The Argentina nighttime photograph claimed to show 3I/ATLAS visible to the naked eye from Córdoba, Argentina. Multiple forensic issues were identified: the star patterns did not match Córdoba's southern sky, the poster had previously shared AI-generated astronomy images, the streak was "far too clean" and lacked atmospheric blur, pixel-pattern analysis revealed irregularities typical of synthetic rendering, and the European Southern Observatory confirmed no observatory or amateur network reported any matching observation.
A claimed "pre-discovery image" of 3I/ATLAS circulated, allegedly taken before the official July 1, 2025 discovery. Forensic review found it in a "gray zone" — while it lacked hallmark AI artifacts like repeating noise patterns or impossible star-field geometry, it neither proved prior knowledge of 3I/ATLAS nor disproved the official discovery timeline.
AI deepfake videos targeted prominent physicists. AI-generated clips made Michio Kaku appear to confirm 3I/ATLAS was an alien spacecraft hidden by NASA. Kaku publicly denounced the videos as "crazy false claims." Brian Cox was similarly targeted. TikTok and YouTube removed the videos for misinformation policy violations.
How to Spot a Fake 3I/ATLAS Image

When evaluating any dramatic 3I/ATLAS image, consider these forensic checkpoints:
1. Can it show what it claims? The nucleus is far too small for any telescope to resolve surface detail. Any image showing a solid, detailed comet body is fake. At 3I/ATLAS's distances, the nucleus subtends about 0.02 arcseconds — Hubble's resolution limit is roughly 0.05 arcseconds.
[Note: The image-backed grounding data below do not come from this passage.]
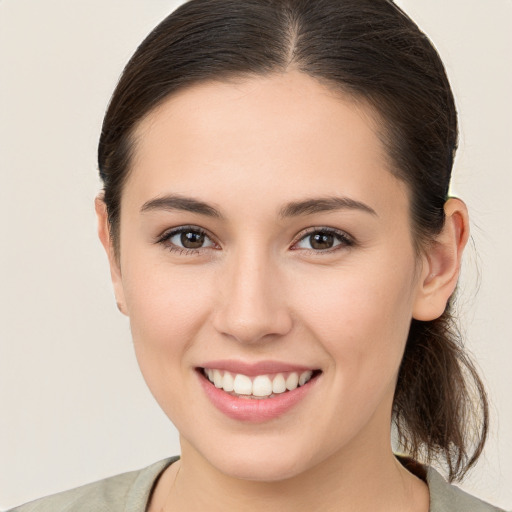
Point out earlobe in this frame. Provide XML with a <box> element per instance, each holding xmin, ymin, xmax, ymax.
<box><xmin>412</xmin><ymin>198</ymin><xmax>469</xmax><ymax>321</ymax></box>
<box><xmin>94</xmin><ymin>195</ymin><xmax>128</xmax><ymax>316</ymax></box>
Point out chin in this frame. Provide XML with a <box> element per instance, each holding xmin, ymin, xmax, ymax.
<box><xmin>198</xmin><ymin>439</ymin><xmax>318</xmax><ymax>482</ymax></box>
<box><xmin>219</xmin><ymin>457</ymin><xmax>306</xmax><ymax>482</ymax></box>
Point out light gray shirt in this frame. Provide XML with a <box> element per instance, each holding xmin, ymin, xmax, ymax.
<box><xmin>8</xmin><ymin>457</ymin><xmax>506</xmax><ymax>511</ymax></box>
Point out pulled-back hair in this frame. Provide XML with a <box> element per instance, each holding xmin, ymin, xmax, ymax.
<box><xmin>98</xmin><ymin>0</ymin><xmax>488</xmax><ymax>481</ymax></box>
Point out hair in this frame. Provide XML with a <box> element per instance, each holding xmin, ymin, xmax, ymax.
<box><xmin>98</xmin><ymin>0</ymin><xmax>488</xmax><ymax>481</ymax></box>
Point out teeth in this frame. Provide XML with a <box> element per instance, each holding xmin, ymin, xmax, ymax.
<box><xmin>286</xmin><ymin>372</ymin><xmax>299</xmax><ymax>391</ymax></box>
<box><xmin>222</xmin><ymin>371</ymin><xmax>234</xmax><ymax>392</ymax></box>
<box><xmin>233</xmin><ymin>374</ymin><xmax>252</xmax><ymax>395</ymax></box>
<box><xmin>252</xmin><ymin>375</ymin><xmax>273</xmax><ymax>397</ymax></box>
<box><xmin>272</xmin><ymin>373</ymin><xmax>286</xmax><ymax>394</ymax></box>
<box><xmin>299</xmin><ymin>370</ymin><xmax>313</xmax><ymax>386</ymax></box>
<box><xmin>204</xmin><ymin>369</ymin><xmax>316</xmax><ymax>398</ymax></box>
<box><xmin>213</xmin><ymin>369</ymin><xmax>223</xmax><ymax>388</ymax></box>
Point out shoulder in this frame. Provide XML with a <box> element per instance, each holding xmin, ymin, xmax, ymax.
<box><xmin>8</xmin><ymin>457</ymin><xmax>178</xmax><ymax>512</ymax></box>
<box><xmin>426</xmin><ymin>466</ymin><xmax>507</xmax><ymax>512</ymax></box>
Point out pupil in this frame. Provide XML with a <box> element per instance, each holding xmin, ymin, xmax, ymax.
<box><xmin>311</xmin><ymin>232</ymin><xmax>334</xmax><ymax>250</ymax></box>
<box><xmin>181</xmin><ymin>231</ymin><xmax>205</xmax><ymax>249</ymax></box>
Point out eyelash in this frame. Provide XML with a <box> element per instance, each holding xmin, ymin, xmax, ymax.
<box><xmin>156</xmin><ymin>225</ymin><xmax>218</xmax><ymax>256</ymax></box>
<box><xmin>291</xmin><ymin>227</ymin><xmax>355</xmax><ymax>254</ymax></box>
<box><xmin>156</xmin><ymin>226</ymin><xmax>354</xmax><ymax>256</ymax></box>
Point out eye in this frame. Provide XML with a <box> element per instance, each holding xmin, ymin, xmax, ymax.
<box><xmin>293</xmin><ymin>228</ymin><xmax>353</xmax><ymax>252</ymax></box>
<box><xmin>157</xmin><ymin>226</ymin><xmax>216</xmax><ymax>254</ymax></box>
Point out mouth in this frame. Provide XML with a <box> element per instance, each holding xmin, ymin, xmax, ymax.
<box><xmin>198</xmin><ymin>367</ymin><xmax>322</xmax><ymax>399</ymax></box>
<box><xmin>196</xmin><ymin>360</ymin><xmax>323</xmax><ymax>421</ymax></box>
<box><xmin>197</xmin><ymin>368</ymin><xmax>322</xmax><ymax>400</ymax></box>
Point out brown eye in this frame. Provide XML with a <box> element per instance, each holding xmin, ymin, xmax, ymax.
<box><xmin>181</xmin><ymin>230</ymin><xmax>206</xmax><ymax>248</ymax></box>
<box><xmin>309</xmin><ymin>232</ymin><xmax>335</xmax><ymax>250</ymax></box>
<box><xmin>294</xmin><ymin>228</ymin><xmax>353</xmax><ymax>252</ymax></box>
<box><xmin>160</xmin><ymin>227</ymin><xmax>216</xmax><ymax>253</ymax></box>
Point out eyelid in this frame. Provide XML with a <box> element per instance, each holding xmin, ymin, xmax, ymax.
<box><xmin>154</xmin><ymin>224</ymin><xmax>354</xmax><ymax>255</ymax></box>
<box><xmin>155</xmin><ymin>225</ymin><xmax>219</xmax><ymax>252</ymax></box>
<box><xmin>291</xmin><ymin>226</ymin><xmax>355</xmax><ymax>251</ymax></box>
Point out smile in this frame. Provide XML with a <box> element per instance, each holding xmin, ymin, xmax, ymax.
<box><xmin>202</xmin><ymin>368</ymin><xmax>317</xmax><ymax>399</ymax></box>
<box><xmin>197</xmin><ymin>364</ymin><xmax>322</xmax><ymax>422</ymax></box>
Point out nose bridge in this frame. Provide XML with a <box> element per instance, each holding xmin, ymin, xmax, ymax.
<box><xmin>213</xmin><ymin>245</ymin><xmax>292</xmax><ymax>344</ymax></box>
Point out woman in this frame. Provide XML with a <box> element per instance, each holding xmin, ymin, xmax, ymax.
<box><xmin>9</xmin><ymin>0</ymin><xmax>507</xmax><ymax>510</ymax></box>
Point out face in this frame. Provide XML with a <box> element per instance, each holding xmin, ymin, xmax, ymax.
<box><xmin>108</xmin><ymin>71</ymin><xmax>429</xmax><ymax>481</ymax></box>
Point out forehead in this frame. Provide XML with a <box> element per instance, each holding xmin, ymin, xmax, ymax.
<box><xmin>126</xmin><ymin>71</ymin><xmax>408</xmax><ymax>217</ymax></box>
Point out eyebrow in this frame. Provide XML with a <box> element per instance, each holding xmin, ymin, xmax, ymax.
<box><xmin>140</xmin><ymin>194</ymin><xmax>377</xmax><ymax>218</ymax></box>
<box><xmin>279</xmin><ymin>196</ymin><xmax>377</xmax><ymax>218</ymax></box>
<box><xmin>140</xmin><ymin>194</ymin><xmax>223</xmax><ymax>218</ymax></box>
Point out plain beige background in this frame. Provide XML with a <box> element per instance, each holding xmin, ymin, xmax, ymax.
<box><xmin>0</xmin><ymin>0</ymin><xmax>510</xmax><ymax>509</ymax></box>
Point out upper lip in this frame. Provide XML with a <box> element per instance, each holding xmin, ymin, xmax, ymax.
<box><xmin>199</xmin><ymin>359</ymin><xmax>317</xmax><ymax>376</ymax></box>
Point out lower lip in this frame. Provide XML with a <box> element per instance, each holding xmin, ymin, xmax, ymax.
<box><xmin>198</xmin><ymin>370</ymin><xmax>320</xmax><ymax>423</ymax></box>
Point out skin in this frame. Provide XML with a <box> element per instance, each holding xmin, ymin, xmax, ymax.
<box><xmin>96</xmin><ymin>71</ymin><xmax>468</xmax><ymax>511</ymax></box>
2. Check the star field. Genuine astrophotographs show star patterns that match the comet's known sky position on the claimed date. Tools like Astrometry.net can verify whether background stars are consistent with a real observation. Fake images often use synthetic or copied star fields that don't match.
3. Look for AI artifacts. Current AI image generators produce telltale signs: unnaturally smooth gradients, repeating noise patterns, impossible optical characteristics (like lens flare from sources that shouldn't produce it), and edges that are simultaneously too sharp and too blurry.
4. Verify the source. Legitimate observations come from known observatories, published astronomers, or established amateur astrophotographers with histories of verified work. Be skeptical of first-time posters claiming extraordinary results.
5. Cross-reference dates and positions. 3I/ATLAS was behind the Sun (as seen from Earth) from roughly late October to mid-November 2025. Any claimed ground-based photograph during that period is likely fake.
6. Check brightness claims. As of early 2026, 3I/ATLAS is at magnitude 13-15 — invisible to the naked eye and requiring substantial telescope aperture. Claims of naked-eye sightings are false.
The Scientific Consensus

Despite the noise of social media speculation, the scientific community's assessment of 3I/ATLAS is clear and consistent.
As Jason Wright documented in his comprehensive November 2025 rebuttal addressing all of Avi Loeb's claimed anomalies: "For every way 3I/ATLAS is acting anomalous, there are at least a dozen ways it's acting exactly like a comet." The peer-reviewed evidence — rotating jets, water-ice sublimation, CO₂-dominated outgassing, dust coma, anti-tail, post-perihelion eruptions — all point to a natural interstellar comet.
By late January 2026, even Loeb himself conceded that 3I/ATLAS is "most likely natural," though he continues to maintain his list of unusual characteristics warrants further study.
UNC Asheville's astronomy department summarized it plainly: "There is no serious scientific consideration that comet 3I/ATLAS could be anything other than a natural object."
What makes 3I/ATLAS genuinely extraordinary needs no embellishment. It is only the third confirmed interstellar object ever detected, and the most scientifically productive. Its CO₂-dominated composition, methane detection, post-perihelion eruptions, and complex jet structure are each individually remarkable findings. The fleet of 12+ spacecraft that observed it — including Europa Clipper's ultraviolet observations during solar conjunction — represents an unprecedented multi-wavelength campaign.
The real images are fascinating enough. The fakes only get in the way.